Diese acht Prozent blieben in den letzten zehn Jahren jedoch ziemlich konstant. Dies legt nahe, dass eine simple Automatisierung das Kommunikationsverhalten nicht zwangsläufig reduziert. Interessanterweise versprechen immer noch viele Anbieter, dass wir durch den Kauf ihres Produkts (und nicht das Produkt dessen Wettbewerbers), die menschliche Kommunikation im Unternehmen noch weiter reduzieren könnten. Dies soll durch die Wunder von „Big Data“ und „Analytics“ geschehen. Wie die daraus entstehende Fragestellung beantwortet wird, ist sehr lehrreich. Würde man über eine Datenbank mit einer Historie an entsprechenden Verkaufstechniken und deren Ergebnisse zum Käuferverhalten verfügen, könnten man damit man einen optimalen Ansatz für das Verkaufsgeschäft finden. Wenn die Datenbank über genügend Informationen über die jeweilige Situation (beispielsweise Informationen zum Angebot der Wettbewerber, Informationen zur Neigung des Kunden das Produkt wechseln zu wollen und andere Faktoren) verfügen würde, könnte bei der Planung einer Strategie entsprechend bessere Antworten gefunden werden. Sicherlich könnte durch die Hilfe einer geeigneten Technik die Dauer der Diskussion um die richtige Entscheidung verkürzt werden.

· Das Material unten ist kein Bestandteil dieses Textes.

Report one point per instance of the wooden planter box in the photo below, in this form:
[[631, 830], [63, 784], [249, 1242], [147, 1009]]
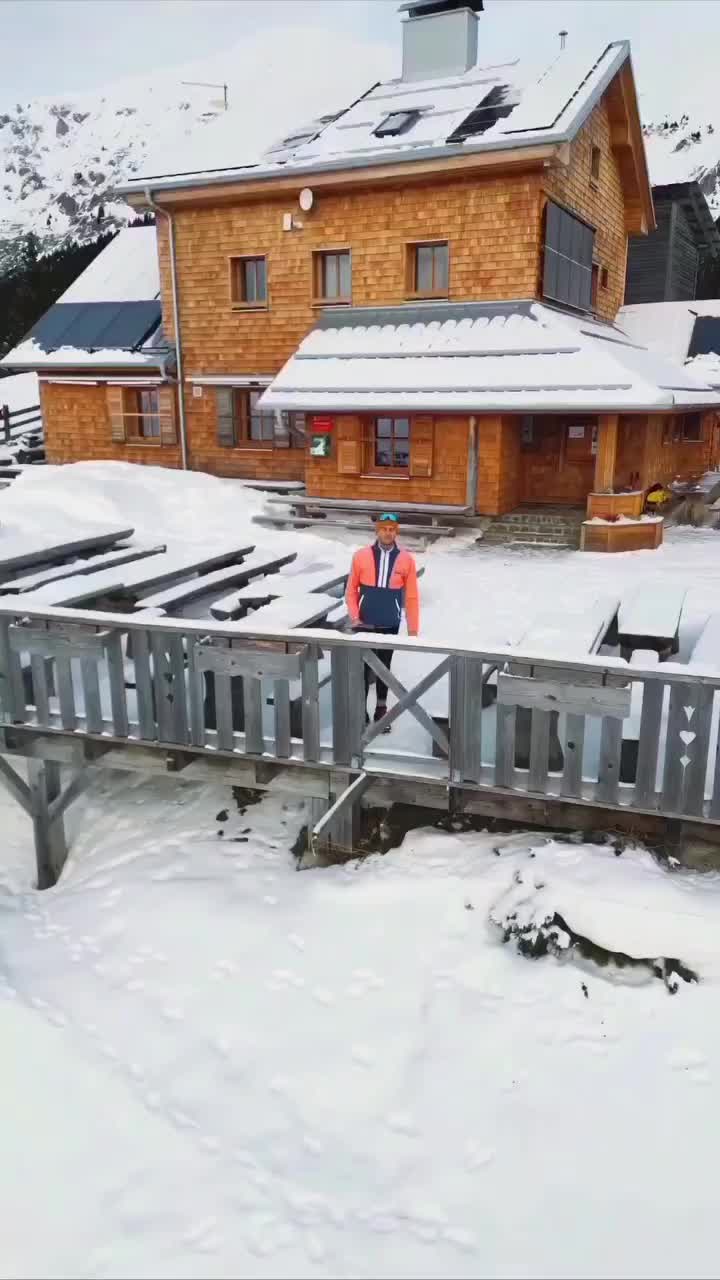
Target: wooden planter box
[[645, 535], [616, 504]]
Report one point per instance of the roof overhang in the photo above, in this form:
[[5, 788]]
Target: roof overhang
[[628, 146], [420, 165]]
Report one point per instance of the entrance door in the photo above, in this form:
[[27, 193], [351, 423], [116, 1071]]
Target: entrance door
[[557, 460]]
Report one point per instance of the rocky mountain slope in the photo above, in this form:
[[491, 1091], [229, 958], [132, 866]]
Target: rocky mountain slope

Hier kommt IoT ins Spiel und gleichzeitig stellen diese Anforderungen IoT vor große Herausforderungen. Der Einsatz von IoT würde es vermutlich den Unternehmen ermöglichen, viele Informationen über messbare Bedingungen zu sammeln. Diese Informationen, die in Analyse- und Messwerkzeuge einfließen, könnten die Möglichkeiten der autonomen Maschinen erweitern und gleichzeitig die Notwendigkeit menschlicher Kommunikation reduzieren. Zwei Dinge sind jedoch notwendig, um deren Wirkung zu optimieren:

  • Es müssen eine Vielzahl an Sensoren bereitgestellt werden und
  • es wird eine Korrelation zwischen den unterschiedlichen Bedingungen, Aktionen und Ergebnissen notwendig.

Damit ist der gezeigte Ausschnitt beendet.